Feathered rainbows

Rainbow Lorikeets are beautiful birds with plenty of attitude. At Braeside Park recently I was lucky enough to see them bathed in soft morning light and quieter than usual as they were preening their partners and examining trees for potential nesting hollows. Mutual preening, or allopreening, is a common pair-bonding ritual at the start of the breeding season.


 Rainbow Lorikeet (Trichoglossus haematodus)

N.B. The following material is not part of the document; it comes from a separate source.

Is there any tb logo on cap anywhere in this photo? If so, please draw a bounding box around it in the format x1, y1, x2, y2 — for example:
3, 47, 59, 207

There was a Rainbow Lorikeet at each end of a dead branch. They were squawking and chattering at each other and seemed very relaxed about being photographed.


 Rainbow Lorikeet


They ripped at the bark, possibly for fun and possibly looking for insects to eat. Ranibows usually feed on nectar and pollen but also eat seeds, fruit and the occassional insect.


 Rainbow Lorikeet


I love seeing birds preening themselves and was particularly pleased to capture this image with catch-light in the rainbow’s eye as birds often close their eyes while working on their feathers.


 Rainbow Lorikeet


The male and female Rainbow Lorikeet look alike. Some members of the parrot family, like Australian King-Parrots, Gang Gang Cockatoos and Eclectus Parrots, are dimorphic: the sexes can be distinguished by their colouring.


 Rainbow Lorikeet


The allopreening took place nestled amongst the foliage of a eucalypt. I wonder if the bird that’s looking down is the male or the female – the other one looks as though it’s checking out the competition!


Rainbow Lorikeet


They peered into various hollows looking for somewhere to raise this year’s brood. It’s lovely to see such sweet signs of approaching springtime.